For an industry still trying to figure out what counts as a hit anymore, this weekend felt like a reset.

Project Hail Mary, the Ryan Gosling-led sci-fi film based on Andy Weir’s novel, didn’t just open well. It showed up in a way Hollywood has been waiting for. The film pulled in about $80 million domestically and roughly $140 million worldwide, making it the biggest opening of the year so far and a major win for Amazon MGM Studios.

Those kinds of numbers used to be normal. Now they feel rare.

A Win for Theatrical – And for Amazon

For Amazon MGM, this is more than a strong opening weekend.

The studio has spent the last few years testing how it wants to release movies. Some went straight to streaming, others got limited theatrical runs.

This is a full, big-screen push – and audiences showed up for it.

At the same time, the movie sits in an interesting space. It’s not a sequel or part of a cinematic universe, but it’s also not completely original. It’s based on a bestselling book by Andy Weir, whose work already has a track record with audiences thanks to The Martian.

That kind of built-in familiarity matters right now.

People may not recognize every new title, but they recognize a certain type of story. Weir’s science-heavy, character-driven approach has become something viewers trust. It feels smart without being inaccessible, big without being overwhelming.

Critically, that balance seems to be landing. 

With a budget reportedly over $200 million, the stakes were high. But pairing that scale with a known voice makes the risk feel more calculated.

More than anything, this weekend shows that people will still go to theaters. They just want a reason to.

The Other Side of the Weekend

Then there’s Ready or Not 2: Here I Come, which tells a very different story.

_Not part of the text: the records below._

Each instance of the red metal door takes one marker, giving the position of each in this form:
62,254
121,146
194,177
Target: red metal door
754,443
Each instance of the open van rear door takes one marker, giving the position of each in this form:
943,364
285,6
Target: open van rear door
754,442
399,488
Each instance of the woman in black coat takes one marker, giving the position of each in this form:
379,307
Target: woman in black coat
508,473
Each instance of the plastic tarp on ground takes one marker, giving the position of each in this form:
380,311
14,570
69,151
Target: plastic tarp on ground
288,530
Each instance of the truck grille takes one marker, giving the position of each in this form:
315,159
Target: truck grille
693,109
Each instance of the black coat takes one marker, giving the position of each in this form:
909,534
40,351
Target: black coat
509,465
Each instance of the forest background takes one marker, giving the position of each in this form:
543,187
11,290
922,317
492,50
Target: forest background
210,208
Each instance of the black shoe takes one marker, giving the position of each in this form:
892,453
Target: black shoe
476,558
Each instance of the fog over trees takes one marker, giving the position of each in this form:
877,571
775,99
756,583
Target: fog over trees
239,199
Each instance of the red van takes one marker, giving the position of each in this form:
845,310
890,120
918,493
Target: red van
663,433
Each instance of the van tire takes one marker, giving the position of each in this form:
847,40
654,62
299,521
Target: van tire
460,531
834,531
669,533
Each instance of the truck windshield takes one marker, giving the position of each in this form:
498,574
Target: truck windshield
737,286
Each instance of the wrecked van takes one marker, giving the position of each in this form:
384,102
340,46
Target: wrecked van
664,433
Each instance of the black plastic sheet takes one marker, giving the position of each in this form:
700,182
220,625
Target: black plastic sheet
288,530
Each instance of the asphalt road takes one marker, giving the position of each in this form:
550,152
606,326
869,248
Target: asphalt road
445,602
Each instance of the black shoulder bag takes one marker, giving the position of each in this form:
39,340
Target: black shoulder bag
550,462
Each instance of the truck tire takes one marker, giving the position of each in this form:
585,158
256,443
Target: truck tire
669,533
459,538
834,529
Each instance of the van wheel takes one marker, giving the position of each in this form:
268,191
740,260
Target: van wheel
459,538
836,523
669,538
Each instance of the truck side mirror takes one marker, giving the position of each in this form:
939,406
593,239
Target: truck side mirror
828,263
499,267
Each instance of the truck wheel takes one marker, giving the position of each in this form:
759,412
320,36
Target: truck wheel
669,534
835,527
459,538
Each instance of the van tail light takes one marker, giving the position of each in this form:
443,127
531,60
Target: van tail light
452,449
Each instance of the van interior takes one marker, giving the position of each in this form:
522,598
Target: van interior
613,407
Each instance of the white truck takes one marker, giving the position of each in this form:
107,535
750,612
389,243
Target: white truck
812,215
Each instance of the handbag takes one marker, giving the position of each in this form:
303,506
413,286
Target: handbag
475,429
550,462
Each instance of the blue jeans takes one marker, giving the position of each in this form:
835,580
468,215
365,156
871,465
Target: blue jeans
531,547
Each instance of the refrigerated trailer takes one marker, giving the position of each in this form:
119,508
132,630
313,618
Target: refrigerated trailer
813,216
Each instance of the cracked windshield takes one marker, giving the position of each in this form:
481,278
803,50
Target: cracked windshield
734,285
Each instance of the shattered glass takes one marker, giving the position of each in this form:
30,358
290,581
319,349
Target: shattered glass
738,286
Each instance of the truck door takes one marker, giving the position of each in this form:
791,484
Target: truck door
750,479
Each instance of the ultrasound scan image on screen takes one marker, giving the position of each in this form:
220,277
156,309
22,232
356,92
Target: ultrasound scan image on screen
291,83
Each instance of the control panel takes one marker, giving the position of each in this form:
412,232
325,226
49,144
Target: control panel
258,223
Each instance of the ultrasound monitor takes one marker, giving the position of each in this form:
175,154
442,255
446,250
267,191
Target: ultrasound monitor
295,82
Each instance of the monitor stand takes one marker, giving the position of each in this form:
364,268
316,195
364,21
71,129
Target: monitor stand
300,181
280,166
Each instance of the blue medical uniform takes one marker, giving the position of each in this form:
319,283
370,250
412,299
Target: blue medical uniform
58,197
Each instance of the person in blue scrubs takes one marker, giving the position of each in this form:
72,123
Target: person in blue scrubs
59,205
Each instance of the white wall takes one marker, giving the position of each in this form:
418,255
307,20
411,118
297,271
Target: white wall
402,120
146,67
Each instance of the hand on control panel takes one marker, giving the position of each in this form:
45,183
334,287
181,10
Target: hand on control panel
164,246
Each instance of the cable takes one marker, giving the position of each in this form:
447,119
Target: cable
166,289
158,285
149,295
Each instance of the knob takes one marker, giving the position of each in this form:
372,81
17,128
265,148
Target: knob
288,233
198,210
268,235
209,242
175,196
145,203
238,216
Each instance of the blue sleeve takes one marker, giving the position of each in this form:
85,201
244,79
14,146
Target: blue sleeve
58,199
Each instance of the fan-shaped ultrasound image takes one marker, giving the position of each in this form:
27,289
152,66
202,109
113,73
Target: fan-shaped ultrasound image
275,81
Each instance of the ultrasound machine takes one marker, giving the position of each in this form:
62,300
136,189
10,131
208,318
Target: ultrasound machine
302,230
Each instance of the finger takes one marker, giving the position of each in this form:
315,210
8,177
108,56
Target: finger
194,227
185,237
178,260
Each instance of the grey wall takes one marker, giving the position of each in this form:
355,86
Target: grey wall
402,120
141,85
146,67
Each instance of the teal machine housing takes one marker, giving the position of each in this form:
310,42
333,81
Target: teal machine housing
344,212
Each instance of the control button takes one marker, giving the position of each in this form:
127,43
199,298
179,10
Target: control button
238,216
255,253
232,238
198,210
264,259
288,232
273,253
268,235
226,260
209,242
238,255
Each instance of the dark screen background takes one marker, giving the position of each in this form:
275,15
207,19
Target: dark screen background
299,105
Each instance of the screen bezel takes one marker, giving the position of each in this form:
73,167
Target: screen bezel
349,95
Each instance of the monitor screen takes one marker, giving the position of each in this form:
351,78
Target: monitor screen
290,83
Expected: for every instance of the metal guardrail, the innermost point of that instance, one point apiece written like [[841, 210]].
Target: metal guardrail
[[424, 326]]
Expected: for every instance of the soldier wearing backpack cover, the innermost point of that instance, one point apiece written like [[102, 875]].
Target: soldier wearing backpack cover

The horror sequel opened to around $9 million domestically, with a global start closer to $12 million, a noticeably quieter debut compared to the original film’s breakout success. It’s not a disastrous number, especially for a film with a reported $14 million budget, but it does highlight how much harder it is for smaller movies to stand out right now.

The first Ready or Not built its audience over time, helped by strong word of mouth and a unique tone that mixed horror with dark comedy. The sequel arrives in a more crowded, more competitive landscape, one where attention is harder to grab and easier to lose.

That said, the response hasn’t been entirely negative. The film is still landing in the “fresh” range with critics, with some praising its bigger scale, chaotic energy and commitment to pushing the original concept further, even if it loses some of that first film’s sharp edge.

That doesn’t mean it won’t find an audience. It likely will, especially through streaming and international markets. But opening weekend still matters and here it shows the gap.

That gap is really what this weekend is about.

Project Hail Mary didn’t just perform well – it dominated the conversation. And when one movie takes up that much space, everything else starts to feel smaller, even if it isn’t.

The overall box office was up compared to the same time last year, but much of that boost came from a single film. That’s becoming more common. A few big releases drive most of the audience, while everything else fights for what’s left.

For studios, that creates a tricky balance.

Big movies are expensive, but they’re also the ones people are most likely to show up for. Smaller films are cheaper, but they’re easier to overlook. The middle – the space where a lot of original stories used to live – feels like it’s getting squeezed.

Project Hail Mary doesn’t fix that. But it does make one thing clear.

Audiences are still there. They’re still willing to go out to the movies. The bar is just higher now.

This weekend, one film cleared it.

The question is how many others still can.